|Matthew Henry's Concise Commentary|
18:21-29 The wicked man would be saved, if he turned from his evil ways. The true penitent is a true believer. None of his former transgressions shall be mentioned unto him, but in the righteousness which he has done, as the fruit of faith and the effect of conversion, he shall surely live. The question is not whether the truly righteous ever become apostates. It is certain that many who for a time were thought to be righteous, do so, while ver. 26,27 speaks the fulness of pardoning mercy: when sin is forgiven, it is blotted out, it is remembered no more. In their righteousness they shall live; not for their righteousness, as if that were an atonement for their sins, but in their righteousness, which is one of the blessings purchased by the Mediator. What encouragement a repenting, returning sinner has to hope for pardon and life according to this promise! In verse 28 is the beginning and progress of repentance. True believers watch and pray, and continue to the end, and they are saved. In all our disputes with God, he is in the right, and we are in the wrong.
Verse 23. - Have I any pleasure, etc.? Ezekiel's anticipations of the gospel of Christ take a yet wider range, and we come at last to what had been throughout the suppressed premise of the argument. To him, as afterwards to St. Paul (1 Timothy 2:4) and St. Peter (2 Peter 3:9), the mind of God was presented as being at once absolutely righteous and absolutely loving. The death of the wicked, the loss, i.e., of true life, for a time, or even forever, might be the necessary consequence of laws that were righteous in themselves, and were working out the well being of the universe; but that death was not to be thought of as the result of a Divine decree, or contemplated by the Divine mind with any satisfaction. If it were not given to Ezekiel to see, as clearly as Isaiah seems to have seen it, how the Divine philanthropy was to manifest itself, he at least gauged that philanthropy itself, and found it fathomless.
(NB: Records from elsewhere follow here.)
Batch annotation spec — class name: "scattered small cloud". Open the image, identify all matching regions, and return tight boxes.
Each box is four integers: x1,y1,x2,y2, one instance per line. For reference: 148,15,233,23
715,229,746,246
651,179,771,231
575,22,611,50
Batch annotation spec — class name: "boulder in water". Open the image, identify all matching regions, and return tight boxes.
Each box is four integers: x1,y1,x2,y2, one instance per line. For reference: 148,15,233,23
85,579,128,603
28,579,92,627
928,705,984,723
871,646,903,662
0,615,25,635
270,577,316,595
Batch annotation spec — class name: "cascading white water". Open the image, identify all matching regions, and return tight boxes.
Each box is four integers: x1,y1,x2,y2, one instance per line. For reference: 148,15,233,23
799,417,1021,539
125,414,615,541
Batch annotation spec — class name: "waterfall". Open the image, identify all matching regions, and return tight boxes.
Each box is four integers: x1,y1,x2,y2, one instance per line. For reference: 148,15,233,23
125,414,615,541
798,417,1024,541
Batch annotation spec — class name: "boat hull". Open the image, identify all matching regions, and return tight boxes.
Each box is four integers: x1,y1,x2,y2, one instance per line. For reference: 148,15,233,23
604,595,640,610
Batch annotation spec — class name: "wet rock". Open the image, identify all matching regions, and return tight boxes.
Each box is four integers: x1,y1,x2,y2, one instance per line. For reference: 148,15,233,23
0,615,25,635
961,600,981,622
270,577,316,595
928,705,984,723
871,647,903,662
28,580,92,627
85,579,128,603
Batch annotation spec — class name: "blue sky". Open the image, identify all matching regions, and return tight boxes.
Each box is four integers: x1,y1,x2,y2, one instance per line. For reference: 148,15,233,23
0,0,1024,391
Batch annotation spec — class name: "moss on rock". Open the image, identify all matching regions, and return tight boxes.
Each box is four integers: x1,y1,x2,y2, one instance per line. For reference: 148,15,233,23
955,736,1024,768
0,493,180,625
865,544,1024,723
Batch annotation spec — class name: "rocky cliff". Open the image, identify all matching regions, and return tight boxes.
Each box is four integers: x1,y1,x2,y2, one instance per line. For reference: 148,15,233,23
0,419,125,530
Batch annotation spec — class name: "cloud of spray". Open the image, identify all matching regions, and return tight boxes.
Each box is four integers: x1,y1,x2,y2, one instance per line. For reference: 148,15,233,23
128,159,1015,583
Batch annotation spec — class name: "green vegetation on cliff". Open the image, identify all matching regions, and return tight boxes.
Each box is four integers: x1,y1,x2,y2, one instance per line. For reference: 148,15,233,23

Gill's Exposition of the Entire Bible
Have I any pleasure at all that the wicked should die? saith the Lord God,.... Perish by sword, famine, or pestilence, or go into captivity; this, though the Lord's will and work, yet is his strange work; mercy is his delight. This is to be understood not absolutely; for the Lord does take pleasure in these things, as they fulfil his word, secure the honour of his truth and holiness, and glorify his justice, and especially when they are the means of reclaiming men from the evil of their ways; but comparatively, as follows:
and not that he should return from his ways, and live? that is, it is more pleasing to God that a man should repent of his sins, and forsake his vicious course of life, and enjoy good things, than to go on in his sins, and bring ruin on himself, here and hereafter.
Jamieson-Fausset-Brown Bible Commentary
23. (1Ti 2:4; 2Pe 3:9). If men perish, it is because they will not come to the Lord for salvation; not that the Lord is not willing to save them (Joh 5:40). They trample on not merely justice, but mercy; what farther hope can there be for them, when even mercy is against them? (Heb 10:26-29).